Journée mondiale de lutte contre le sida - Vivre avec le VIH : "J'avais surtout peur de la peur des autres".
"Je vis avec le VIH depuis 30 ans. Lorsque j'ai appris ma séropositivité, l'incertitude a d'abord été grande. J'avais surtout peur de la peur des autres lorsqu'ils l'apprendraient. Aujourd'hui comme hier, la stigmatisation est malheureusement très forte. Aujourd'hui, grâce aux médicaments, je peux mener une vie normale, mais pour en arriver là, le chemin a été long et semé d'embûches.
Je suis très reconnaissante d'avoir la chance de vivre dans un pays comme l'Allemagne. Dans de nombreux pays du monde, les médicaments contre le VIH n'existent pas encore. C'est par exemple aussi la raison pour laquelle le virus se propage toujours autant en Afrique. Car, ce que beaucoup de gens ne savent pas : Grâce aux médicaments, la charge virale dans le corps diminue tellement qu'on n'est plus contagieux. C'est précisément pour cette raison qu'il me tient à cœur d'en parler publiquement.

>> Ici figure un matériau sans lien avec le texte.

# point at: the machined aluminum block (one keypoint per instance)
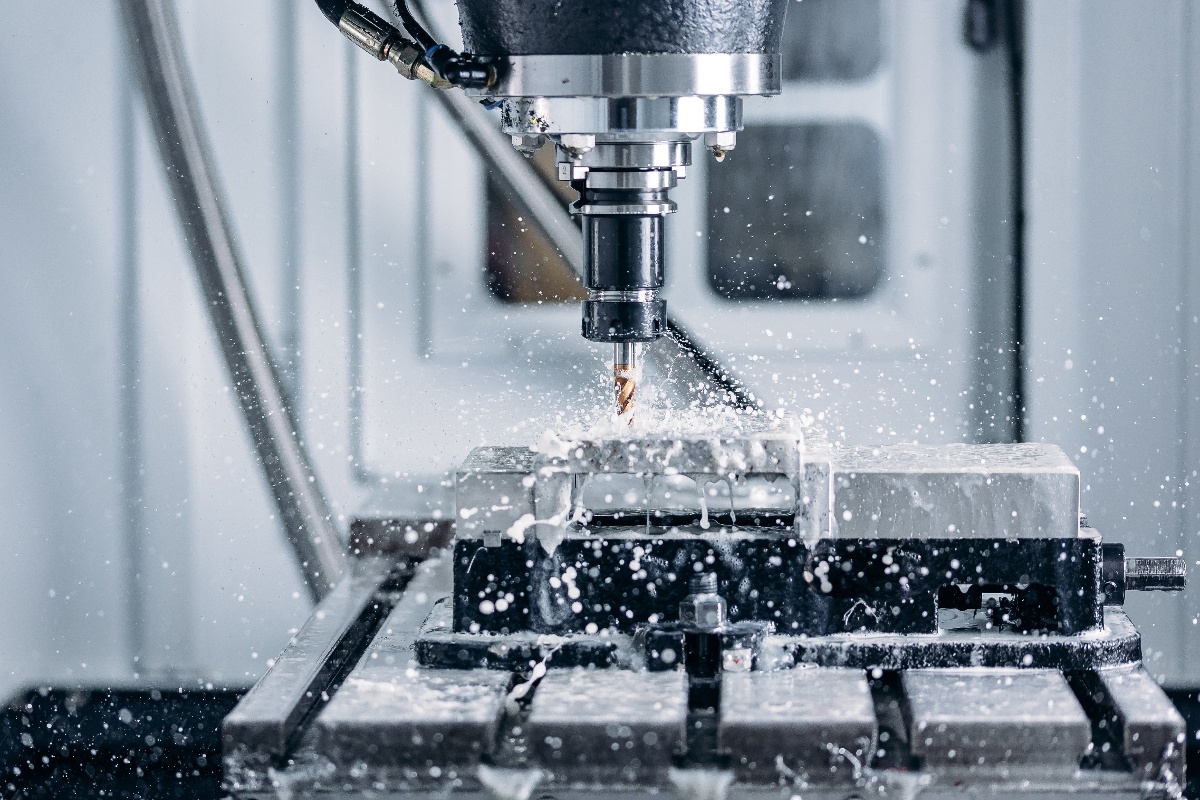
(996, 719)
(609, 723)
(1027, 491)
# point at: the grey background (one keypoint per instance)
(197, 584)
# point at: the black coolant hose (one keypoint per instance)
(384, 41)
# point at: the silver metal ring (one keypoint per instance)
(628, 115)
(631, 179)
(631, 155)
(625, 209)
(637, 295)
(636, 74)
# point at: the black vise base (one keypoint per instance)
(621, 582)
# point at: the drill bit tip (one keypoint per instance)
(624, 371)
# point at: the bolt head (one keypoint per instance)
(737, 660)
(703, 611)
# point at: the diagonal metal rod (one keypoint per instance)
(517, 178)
(169, 97)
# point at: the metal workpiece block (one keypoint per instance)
(1146, 722)
(493, 489)
(412, 717)
(1026, 491)
(748, 446)
(609, 725)
(816, 725)
(989, 720)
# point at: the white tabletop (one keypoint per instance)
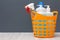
(25, 36)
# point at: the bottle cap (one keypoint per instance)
(41, 3)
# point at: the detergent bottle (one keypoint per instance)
(40, 8)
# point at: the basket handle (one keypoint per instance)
(55, 13)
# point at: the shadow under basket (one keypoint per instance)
(43, 26)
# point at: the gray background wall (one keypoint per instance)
(14, 18)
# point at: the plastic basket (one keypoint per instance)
(43, 26)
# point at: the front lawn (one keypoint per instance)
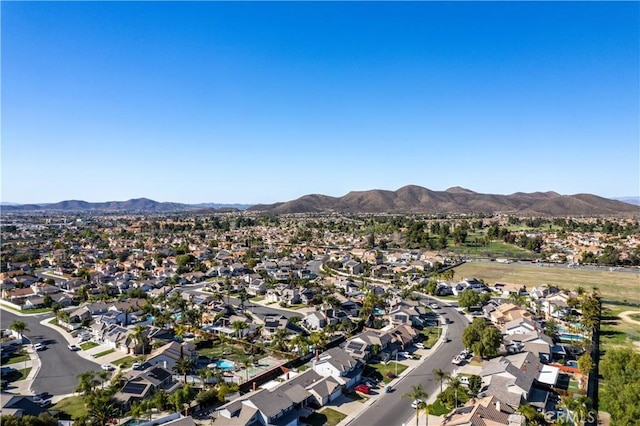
(326, 417)
(431, 336)
(107, 352)
(88, 345)
(73, 406)
(18, 356)
(383, 372)
(438, 408)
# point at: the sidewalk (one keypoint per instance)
(354, 410)
(88, 354)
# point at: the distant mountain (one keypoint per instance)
(416, 199)
(630, 200)
(142, 205)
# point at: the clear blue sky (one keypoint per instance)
(263, 102)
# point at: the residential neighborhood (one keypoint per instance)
(245, 320)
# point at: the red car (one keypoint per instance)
(363, 388)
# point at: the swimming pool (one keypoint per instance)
(224, 364)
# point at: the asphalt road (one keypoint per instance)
(59, 366)
(393, 410)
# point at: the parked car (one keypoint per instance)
(363, 388)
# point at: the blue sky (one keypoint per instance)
(261, 102)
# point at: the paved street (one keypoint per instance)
(393, 410)
(59, 366)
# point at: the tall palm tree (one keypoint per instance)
(417, 393)
(456, 386)
(238, 326)
(441, 376)
(19, 327)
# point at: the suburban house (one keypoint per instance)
(169, 354)
(339, 364)
(282, 405)
(487, 411)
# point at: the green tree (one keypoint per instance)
(441, 376)
(19, 327)
(417, 393)
(468, 298)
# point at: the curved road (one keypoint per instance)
(393, 410)
(59, 366)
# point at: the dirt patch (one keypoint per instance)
(625, 316)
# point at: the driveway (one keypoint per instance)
(59, 367)
(393, 410)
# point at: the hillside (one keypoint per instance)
(416, 199)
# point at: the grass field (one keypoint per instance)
(617, 286)
(73, 406)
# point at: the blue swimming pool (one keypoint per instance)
(224, 364)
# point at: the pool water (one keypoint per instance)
(223, 364)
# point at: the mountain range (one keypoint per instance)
(416, 199)
(408, 199)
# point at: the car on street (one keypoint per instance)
(362, 388)
(416, 403)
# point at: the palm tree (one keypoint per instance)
(103, 376)
(417, 393)
(238, 326)
(19, 327)
(455, 386)
(441, 376)
(184, 366)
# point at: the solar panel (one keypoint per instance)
(134, 388)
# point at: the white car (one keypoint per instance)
(415, 403)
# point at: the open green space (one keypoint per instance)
(614, 332)
(495, 249)
(17, 356)
(617, 286)
(107, 352)
(325, 417)
(438, 408)
(88, 345)
(72, 406)
(381, 371)
(126, 361)
(431, 336)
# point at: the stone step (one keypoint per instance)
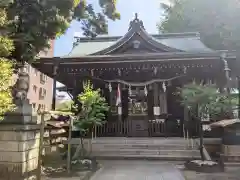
(144, 157)
(142, 146)
(191, 153)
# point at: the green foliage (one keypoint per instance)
(93, 109)
(35, 22)
(216, 20)
(207, 99)
(6, 66)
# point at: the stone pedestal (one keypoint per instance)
(19, 145)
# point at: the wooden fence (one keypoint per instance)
(125, 128)
(154, 128)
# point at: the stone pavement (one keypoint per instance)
(138, 170)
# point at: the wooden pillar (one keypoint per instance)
(55, 68)
(156, 106)
(119, 102)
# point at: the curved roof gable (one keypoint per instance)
(136, 36)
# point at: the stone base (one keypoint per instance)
(19, 151)
(22, 115)
(231, 150)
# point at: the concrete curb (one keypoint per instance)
(92, 174)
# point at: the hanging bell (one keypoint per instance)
(164, 87)
(145, 91)
(110, 87)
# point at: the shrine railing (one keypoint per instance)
(125, 129)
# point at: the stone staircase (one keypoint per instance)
(175, 149)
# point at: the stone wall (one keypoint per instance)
(19, 148)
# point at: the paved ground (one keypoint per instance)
(137, 170)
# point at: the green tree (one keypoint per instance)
(204, 100)
(6, 66)
(35, 22)
(216, 20)
(92, 113)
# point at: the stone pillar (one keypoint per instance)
(163, 102)
(156, 107)
(19, 145)
(55, 68)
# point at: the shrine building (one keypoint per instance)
(139, 74)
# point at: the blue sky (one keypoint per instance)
(148, 11)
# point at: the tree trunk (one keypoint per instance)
(78, 150)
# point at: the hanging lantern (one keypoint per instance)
(129, 90)
(164, 87)
(145, 91)
(110, 87)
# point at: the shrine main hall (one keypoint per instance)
(139, 75)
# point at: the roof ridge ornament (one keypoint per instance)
(136, 23)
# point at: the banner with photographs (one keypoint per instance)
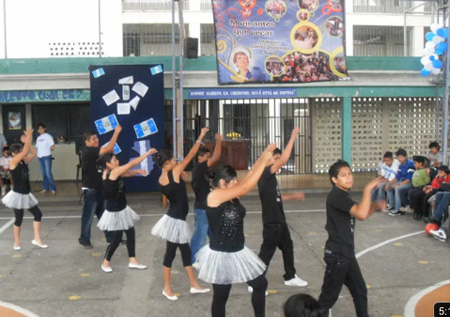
(279, 41)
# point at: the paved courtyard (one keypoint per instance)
(397, 259)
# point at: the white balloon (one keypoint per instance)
(435, 71)
(430, 44)
(434, 27)
(437, 40)
(428, 66)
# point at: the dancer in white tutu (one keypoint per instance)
(172, 227)
(226, 260)
(20, 197)
(118, 217)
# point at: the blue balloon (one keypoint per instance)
(429, 36)
(425, 72)
(437, 63)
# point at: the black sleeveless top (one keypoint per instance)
(114, 194)
(177, 195)
(21, 178)
(227, 226)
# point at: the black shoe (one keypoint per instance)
(85, 244)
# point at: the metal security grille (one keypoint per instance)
(147, 5)
(256, 121)
(378, 40)
(149, 39)
(387, 124)
(327, 123)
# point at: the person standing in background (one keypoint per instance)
(45, 145)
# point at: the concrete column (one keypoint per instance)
(346, 134)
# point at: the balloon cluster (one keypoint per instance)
(436, 46)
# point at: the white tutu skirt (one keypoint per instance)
(120, 220)
(19, 201)
(228, 267)
(172, 230)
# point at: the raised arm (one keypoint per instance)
(217, 151)
(110, 147)
(287, 152)
(26, 148)
(221, 195)
(115, 173)
(365, 208)
(179, 168)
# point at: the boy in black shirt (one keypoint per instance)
(276, 232)
(92, 184)
(342, 266)
(201, 187)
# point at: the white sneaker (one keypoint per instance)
(199, 291)
(439, 235)
(137, 266)
(250, 289)
(296, 281)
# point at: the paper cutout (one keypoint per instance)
(111, 97)
(145, 128)
(106, 124)
(140, 88)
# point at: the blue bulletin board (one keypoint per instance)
(132, 96)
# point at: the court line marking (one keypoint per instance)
(411, 304)
(18, 309)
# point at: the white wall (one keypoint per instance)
(32, 25)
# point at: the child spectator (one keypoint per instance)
(303, 305)
(388, 170)
(434, 156)
(5, 176)
(397, 189)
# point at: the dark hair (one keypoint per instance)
(162, 157)
(444, 168)
(388, 154)
(401, 152)
(202, 151)
(419, 159)
(102, 160)
(303, 305)
(225, 172)
(276, 151)
(434, 144)
(87, 135)
(335, 168)
(15, 148)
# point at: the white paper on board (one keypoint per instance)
(123, 108)
(140, 89)
(126, 80)
(111, 97)
(134, 102)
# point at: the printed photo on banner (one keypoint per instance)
(254, 38)
(14, 121)
(106, 124)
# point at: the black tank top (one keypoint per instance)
(177, 195)
(114, 194)
(227, 226)
(21, 178)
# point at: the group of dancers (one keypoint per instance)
(218, 213)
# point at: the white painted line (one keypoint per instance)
(379, 245)
(411, 304)
(6, 225)
(18, 309)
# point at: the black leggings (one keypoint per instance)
(117, 237)
(221, 293)
(171, 249)
(35, 211)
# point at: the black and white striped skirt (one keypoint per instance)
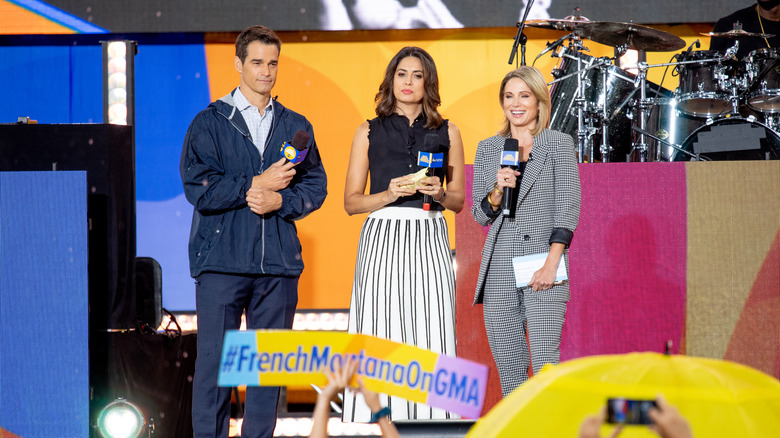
(404, 291)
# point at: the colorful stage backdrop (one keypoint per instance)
(681, 252)
(331, 77)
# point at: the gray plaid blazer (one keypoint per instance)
(548, 198)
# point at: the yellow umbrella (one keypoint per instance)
(719, 398)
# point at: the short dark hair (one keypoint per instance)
(255, 33)
(385, 99)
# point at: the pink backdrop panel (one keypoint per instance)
(627, 260)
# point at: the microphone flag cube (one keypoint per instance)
(292, 154)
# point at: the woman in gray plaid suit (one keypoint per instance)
(546, 213)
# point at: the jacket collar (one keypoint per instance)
(226, 107)
(536, 162)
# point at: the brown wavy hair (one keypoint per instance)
(535, 81)
(385, 99)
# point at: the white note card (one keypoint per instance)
(525, 266)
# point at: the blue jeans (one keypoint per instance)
(221, 299)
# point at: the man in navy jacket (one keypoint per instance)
(244, 250)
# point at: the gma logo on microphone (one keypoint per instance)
(510, 158)
(292, 154)
(430, 159)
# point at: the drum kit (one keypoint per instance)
(723, 108)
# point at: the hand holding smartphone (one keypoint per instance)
(628, 411)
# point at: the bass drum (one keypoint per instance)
(618, 87)
(665, 121)
(733, 138)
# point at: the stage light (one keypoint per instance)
(122, 419)
(118, 82)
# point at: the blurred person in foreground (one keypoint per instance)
(338, 380)
(667, 422)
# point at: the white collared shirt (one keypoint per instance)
(259, 125)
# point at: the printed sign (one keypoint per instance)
(286, 357)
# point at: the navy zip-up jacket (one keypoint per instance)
(218, 161)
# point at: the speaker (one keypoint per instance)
(148, 291)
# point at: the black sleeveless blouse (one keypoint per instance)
(392, 152)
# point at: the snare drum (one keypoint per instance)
(700, 93)
(763, 70)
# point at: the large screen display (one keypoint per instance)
(228, 16)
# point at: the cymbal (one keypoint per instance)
(737, 33)
(565, 24)
(633, 36)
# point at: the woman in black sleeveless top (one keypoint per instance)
(404, 286)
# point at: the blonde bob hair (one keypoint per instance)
(535, 81)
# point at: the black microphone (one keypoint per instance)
(510, 157)
(295, 151)
(554, 45)
(426, 158)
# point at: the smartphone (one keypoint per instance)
(628, 411)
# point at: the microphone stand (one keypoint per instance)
(520, 38)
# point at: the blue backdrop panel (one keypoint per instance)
(51, 84)
(171, 88)
(44, 359)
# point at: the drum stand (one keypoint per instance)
(581, 103)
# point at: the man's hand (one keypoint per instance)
(276, 177)
(263, 201)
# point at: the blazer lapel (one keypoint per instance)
(535, 164)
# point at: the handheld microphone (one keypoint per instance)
(295, 151)
(429, 159)
(510, 157)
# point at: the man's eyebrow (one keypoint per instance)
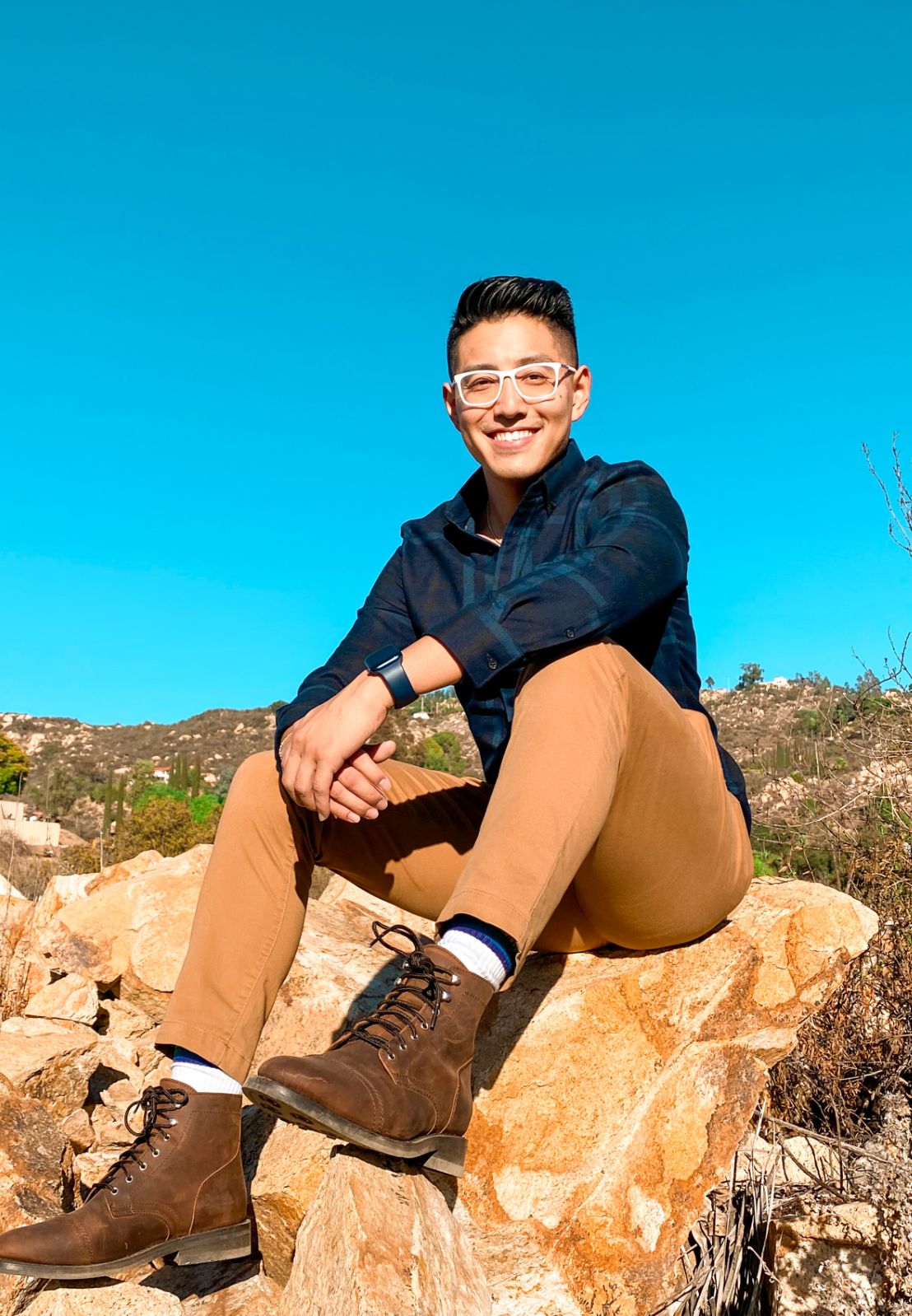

Discrimination sans raison
J'ai maintenant 63 ans et j'ai déjà beaucoup souffert de l'infection, j'ai vu beaucoup d'autres personnes s'effondrer à cause d'elle, parce que tout le monde ne peut pas trouver la force d'être constamment confronté à la stigmatisation dont les personnes séropositives font encore l'objet. Même les médecins refusent parfois de traiter les patients parce qu'ils ont peur ou qu'ils ne sont pas suffisamment informés. J'ai perdu beaucoup d'amis parce qu'ils n'ont pas su gérer la situation. Pourtant, il n'y a pas vraiment de raison logique à cette discrimination. C'est juste l'image des années 80 qui semble encore être dans la tête de beaucoup de gens.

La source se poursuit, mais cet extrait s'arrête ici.